Traveling across the country is a task that is as American as any other you could possibly do and even more so when you have to consider the car insurance implications associated with your drive. As Americans, we love laws and regulations which is exactly what takes over your life every time you sit behind the wheel of a car. Do you know what happens when you drive in another state in relation to your car insurance? Do you know if you are within the legal requirements? Read on and you will find out, it is easier than you think.
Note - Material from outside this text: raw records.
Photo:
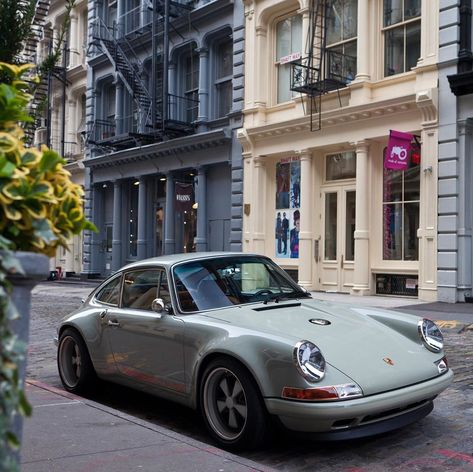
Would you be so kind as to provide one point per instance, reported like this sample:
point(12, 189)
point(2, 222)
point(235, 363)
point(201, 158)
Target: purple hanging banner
point(183, 197)
point(399, 148)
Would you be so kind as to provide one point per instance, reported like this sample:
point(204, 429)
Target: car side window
point(110, 294)
point(163, 291)
point(140, 288)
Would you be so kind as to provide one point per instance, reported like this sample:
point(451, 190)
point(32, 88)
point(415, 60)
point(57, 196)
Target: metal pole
point(63, 124)
point(48, 111)
point(165, 96)
point(154, 49)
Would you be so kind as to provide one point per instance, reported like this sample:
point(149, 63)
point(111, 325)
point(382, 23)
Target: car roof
point(171, 259)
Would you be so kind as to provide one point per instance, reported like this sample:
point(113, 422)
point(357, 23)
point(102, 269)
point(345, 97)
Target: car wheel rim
point(225, 404)
point(70, 361)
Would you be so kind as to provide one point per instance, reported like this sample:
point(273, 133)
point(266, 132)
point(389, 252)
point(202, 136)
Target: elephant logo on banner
point(399, 147)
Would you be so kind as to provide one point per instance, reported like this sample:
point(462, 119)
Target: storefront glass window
point(341, 165)
point(330, 243)
point(288, 214)
point(401, 195)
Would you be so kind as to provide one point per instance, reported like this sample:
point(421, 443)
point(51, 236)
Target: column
point(305, 234)
point(464, 287)
point(173, 106)
point(201, 194)
point(73, 38)
point(117, 226)
point(141, 242)
point(363, 41)
point(119, 92)
point(71, 144)
point(203, 115)
point(259, 205)
point(169, 235)
point(361, 277)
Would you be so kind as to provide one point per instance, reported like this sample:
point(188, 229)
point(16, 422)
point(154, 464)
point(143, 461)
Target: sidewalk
point(74, 434)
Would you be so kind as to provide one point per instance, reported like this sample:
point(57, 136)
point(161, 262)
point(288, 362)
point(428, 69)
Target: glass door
point(338, 244)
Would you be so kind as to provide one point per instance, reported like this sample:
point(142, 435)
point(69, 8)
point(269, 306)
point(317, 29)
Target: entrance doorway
point(338, 244)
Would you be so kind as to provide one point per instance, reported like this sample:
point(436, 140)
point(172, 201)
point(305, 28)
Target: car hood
point(369, 351)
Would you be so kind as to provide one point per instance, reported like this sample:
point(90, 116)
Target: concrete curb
point(155, 428)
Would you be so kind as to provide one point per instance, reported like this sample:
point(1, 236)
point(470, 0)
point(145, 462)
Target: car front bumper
point(360, 417)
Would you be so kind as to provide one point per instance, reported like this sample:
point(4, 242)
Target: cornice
point(172, 147)
point(331, 118)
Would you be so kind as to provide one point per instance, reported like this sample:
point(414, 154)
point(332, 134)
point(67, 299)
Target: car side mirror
point(157, 305)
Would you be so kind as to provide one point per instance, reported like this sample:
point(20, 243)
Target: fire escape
point(29, 55)
point(155, 111)
point(323, 69)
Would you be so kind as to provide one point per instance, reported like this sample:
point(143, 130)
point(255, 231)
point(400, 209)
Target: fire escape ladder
point(128, 67)
point(323, 70)
point(29, 55)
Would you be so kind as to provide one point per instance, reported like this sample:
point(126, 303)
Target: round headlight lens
point(431, 335)
point(309, 360)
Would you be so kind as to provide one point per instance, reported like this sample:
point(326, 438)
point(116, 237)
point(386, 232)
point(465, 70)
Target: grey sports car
point(233, 336)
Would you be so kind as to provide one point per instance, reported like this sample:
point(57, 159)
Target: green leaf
point(49, 161)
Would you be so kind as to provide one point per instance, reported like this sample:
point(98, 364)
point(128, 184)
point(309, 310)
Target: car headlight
point(309, 361)
point(430, 335)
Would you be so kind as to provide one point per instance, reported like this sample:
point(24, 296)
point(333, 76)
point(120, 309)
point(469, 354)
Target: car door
point(147, 346)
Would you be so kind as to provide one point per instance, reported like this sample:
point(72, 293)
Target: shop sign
point(295, 56)
point(183, 197)
point(398, 150)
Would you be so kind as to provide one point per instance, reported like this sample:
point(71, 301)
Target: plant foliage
point(40, 209)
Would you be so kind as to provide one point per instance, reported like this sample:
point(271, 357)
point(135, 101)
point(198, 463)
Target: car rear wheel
point(74, 364)
point(232, 406)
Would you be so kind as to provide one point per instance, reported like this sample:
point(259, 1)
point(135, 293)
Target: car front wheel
point(74, 364)
point(232, 406)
When it comes to car insurance you know that it is generally regulated on the state level instead of the federal level so state laws matter and do vary. When you drive across state lines from one state to another the state requirements may go up or down depending on what state you are going to and coming from. You will be required by the state in which you are driving to comply with all insurance requirements for that state, not the state in which you live. Rest assured, insurance companies have worked this out and you will be ok.
Even though each state has a different requirement for liability insurance coverage, all state insurance departments have agreed on policy language that remedies this. Based on the language that is in your insurance policy, which is basically the same in every state, your insurance limits will automatically match whatever the minimum requirements are for the state you are traveling in. This works for almost every coverage on your policy, meaning as you travel you gain peace of mind.
The most important coverage that this applies to is your liability minimums that are different in almost every state. Say you are traveling from your home where the minimum requirements are 10/20/10 for BIPD (Bodily Injury Property Damage) coverage. You arrive to vacation in a state that requires 25/50/25 coverage and you have an accident with another vehicle. For this accident your liability limits will match the state requirement of 25/50/25. This is not a permanent change, just for the time you are in the state.
These changes are also applicable to other state required coverage options like a state requirement that everyone carries Personal Injury Protection (PIP) coverage. If you do not have this medical coverage on your policy but you have an accident in a state that does, you will automatically get the coverage. This is one way that state insurance departments try to protect the insured drivers in every type of accident situation.